There is more than enough evidence to suggest that money is essential to win elections and the last US Presidential election is a prime example. Barack Obama, the President of the United States of America, no matter how well-organised and executed his campaign, would not have won the first election without the massive contributions that he collected. According to OpenSecrets. org, an organisation which is devoted to such issues, Obama's victory was aided by his tremendous fundraising success. He raised a staggering US$640 million because he did not accept public financing and thus he avoided the placing of limits on spending that are imposed when a candidate uses tax payers' money. We note also that Obama had disclosed the source of ninety percent of the contributions by the date that OpenSecrets. org published the report.

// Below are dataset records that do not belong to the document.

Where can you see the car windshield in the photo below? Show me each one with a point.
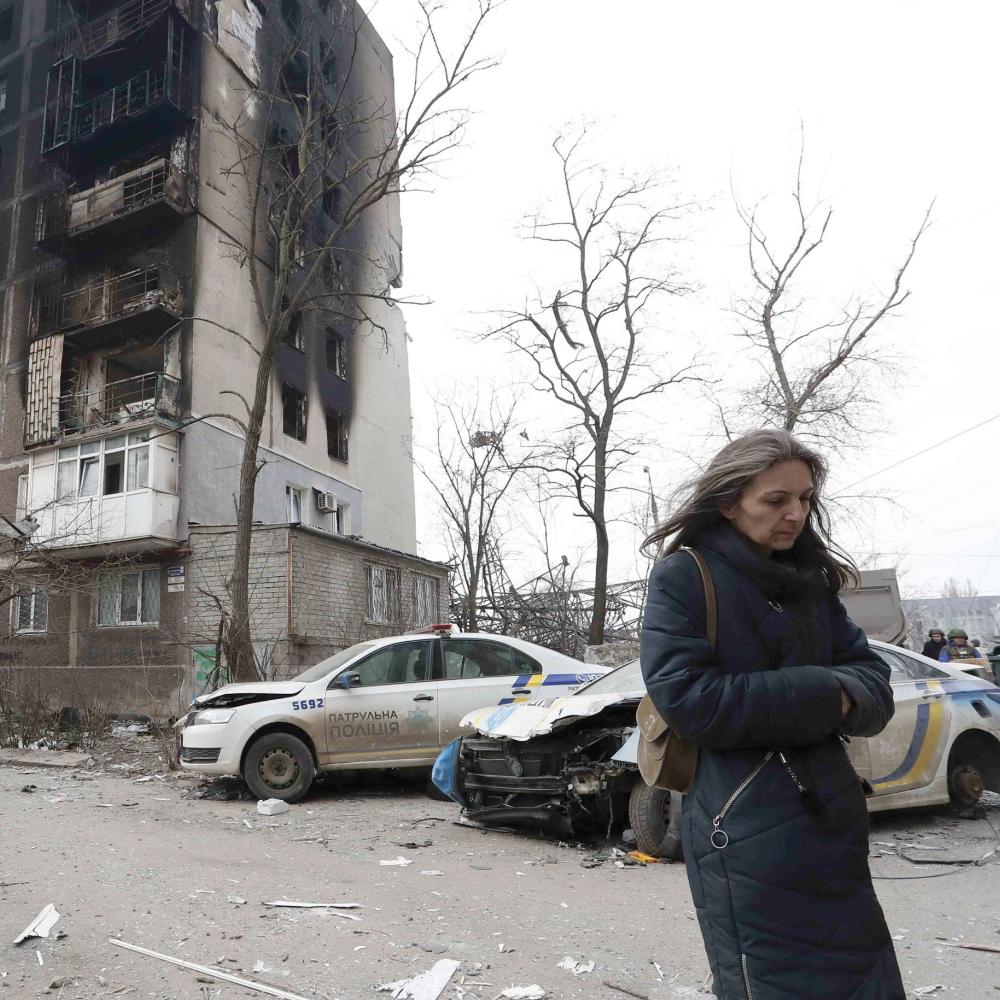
(331, 663)
(626, 679)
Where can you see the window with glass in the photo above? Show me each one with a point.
(382, 586)
(467, 658)
(293, 410)
(425, 599)
(336, 435)
(129, 597)
(402, 663)
(104, 468)
(293, 504)
(336, 353)
(30, 611)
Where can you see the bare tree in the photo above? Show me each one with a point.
(471, 474)
(819, 369)
(313, 155)
(593, 345)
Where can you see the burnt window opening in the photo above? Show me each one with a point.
(332, 201)
(293, 331)
(336, 435)
(336, 353)
(291, 14)
(293, 412)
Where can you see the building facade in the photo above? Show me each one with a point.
(129, 338)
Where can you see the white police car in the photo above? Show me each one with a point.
(385, 703)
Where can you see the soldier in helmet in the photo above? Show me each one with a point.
(957, 647)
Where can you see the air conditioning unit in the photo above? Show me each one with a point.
(326, 503)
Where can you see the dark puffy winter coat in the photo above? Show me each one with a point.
(784, 897)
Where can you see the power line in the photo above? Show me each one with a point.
(923, 451)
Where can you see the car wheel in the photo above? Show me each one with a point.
(279, 766)
(965, 784)
(654, 814)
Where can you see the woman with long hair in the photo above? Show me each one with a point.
(774, 826)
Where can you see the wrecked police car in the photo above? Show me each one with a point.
(568, 765)
(385, 703)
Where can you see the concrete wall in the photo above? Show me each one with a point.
(308, 591)
(377, 479)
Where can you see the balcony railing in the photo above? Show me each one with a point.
(61, 215)
(103, 301)
(160, 85)
(113, 27)
(119, 402)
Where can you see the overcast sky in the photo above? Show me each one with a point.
(897, 100)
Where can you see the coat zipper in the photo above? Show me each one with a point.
(746, 977)
(719, 837)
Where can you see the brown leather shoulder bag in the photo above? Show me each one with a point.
(667, 759)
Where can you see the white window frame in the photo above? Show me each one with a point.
(143, 572)
(426, 591)
(91, 451)
(38, 615)
(381, 593)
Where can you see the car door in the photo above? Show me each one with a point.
(476, 673)
(907, 753)
(390, 713)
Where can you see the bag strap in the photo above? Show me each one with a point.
(711, 606)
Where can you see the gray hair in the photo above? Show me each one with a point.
(723, 483)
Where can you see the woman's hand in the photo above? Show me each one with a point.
(845, 704)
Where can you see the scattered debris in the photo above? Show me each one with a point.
(272, 807)
(627, 990)
(44, 758)
(427, 986)
(208, 970)
(224, 789)
(63, 981)
(975, 947)
(570, 964)
(335, 908)
(41, 925)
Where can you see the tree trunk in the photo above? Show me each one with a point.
(238, 643)
(599, 612)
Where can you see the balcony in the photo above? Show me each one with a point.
(113, 494)
(146, 300)
(154, 193)
(121, 402)
(160, 87)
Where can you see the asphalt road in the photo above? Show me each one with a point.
(135, 860)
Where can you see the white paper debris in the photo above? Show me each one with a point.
(272, 807)
(570, 964)
(41, 925)
(427, 986)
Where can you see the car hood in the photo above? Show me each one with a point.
(536, 718)
(246, 694)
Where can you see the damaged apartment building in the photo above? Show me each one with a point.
(118, 302)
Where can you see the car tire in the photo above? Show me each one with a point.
(965, 783)
(654, 814)
(279, 766)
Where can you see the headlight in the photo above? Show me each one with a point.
(209, 716)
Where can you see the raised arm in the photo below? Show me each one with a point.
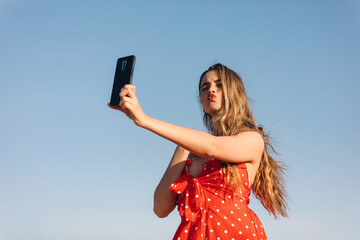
(244, 147)
(164, 199)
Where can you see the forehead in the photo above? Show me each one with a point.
(210, 76)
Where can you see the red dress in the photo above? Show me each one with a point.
(210, 211)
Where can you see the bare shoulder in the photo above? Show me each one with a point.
(254, 141)
(251, 136)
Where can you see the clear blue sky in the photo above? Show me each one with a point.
(71, 168)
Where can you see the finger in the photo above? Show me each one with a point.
(123, 92)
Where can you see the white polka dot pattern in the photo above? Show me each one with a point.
(210, 211)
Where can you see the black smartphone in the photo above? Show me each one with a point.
(123, 75)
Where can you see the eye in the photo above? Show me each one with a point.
(204, 88)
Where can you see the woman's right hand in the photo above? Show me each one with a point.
(130, 105)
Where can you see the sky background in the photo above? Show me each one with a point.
(71, 168)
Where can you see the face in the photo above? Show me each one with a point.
(211, 92)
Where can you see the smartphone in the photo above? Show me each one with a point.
(123, 75)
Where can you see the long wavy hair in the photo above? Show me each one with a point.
(235, 117)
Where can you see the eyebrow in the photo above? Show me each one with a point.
(207, 83)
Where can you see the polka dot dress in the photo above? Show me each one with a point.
(210, 211)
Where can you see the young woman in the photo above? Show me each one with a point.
(211, 175)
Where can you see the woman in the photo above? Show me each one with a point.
(211, 175)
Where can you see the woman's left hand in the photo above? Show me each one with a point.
(129, 105)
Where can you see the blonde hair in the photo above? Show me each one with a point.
(233, 118)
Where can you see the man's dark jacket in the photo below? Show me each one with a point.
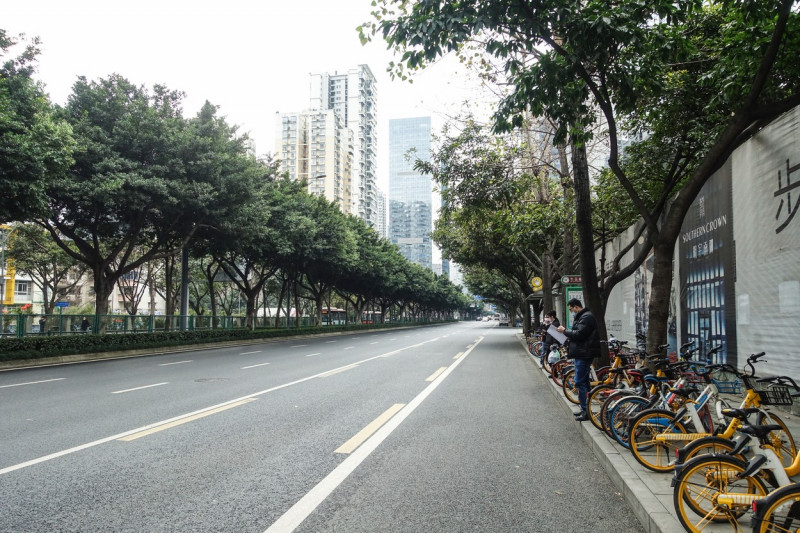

By comparison, hell would probably have to freeze over before any political party in Dominica publishes its source of funding. Do you recall Prime Minister Skerrit's "not your damn business" reaction when he was questioned about his party's funding during the 2005 general elections? Would Prime Minister Skerrit offer a similar response if he is asked to disclose the source of the DLP finances for the new political campaign?

Since we always seem to be mimicking developed countries, you can rest assured that the issue of campaign financing will germinate in the Caribbean within the next few years. In fact in July, 2010 the Jamaica Observer reported that the Electoral Commission of Jamaica (ECJ), in a ground-breaking achievement, has agreed on what should be the cap on the amount of money individuals or groups can contribute to the operations of political parties. The proposal which is intended to eliminate the practice of big donors receiving special favours when their party gains power, is among a raft of recommendations of a report on the registration and financing of political parties, that has been signed off on by ECJ members.

Jamaica is the latest Western country to take that important step of introducing legislation to control some aspect of campaign financing such as State funding, mandatory disclosure and the imposition of limits on expenditure. These countries realise that in the absence of laws there will be no control on the inflow of funds from illegal sources and money will be used to influence elections in a way that is detrimental to the public interest.

We therefore suggest that in the interest of good and accountable government, Dominica must define the permissible sources of funds for political parties, place a limit on expenditure for advertising during election campaigns, and demand some level of disclosure of political party financing. If those laws are not enacted, and enforced, the political culture of corruption will continue, citizens' faith and confidence in their elected officials will decline further and the public will, understandably, be unwilling to participate in the process of nation building.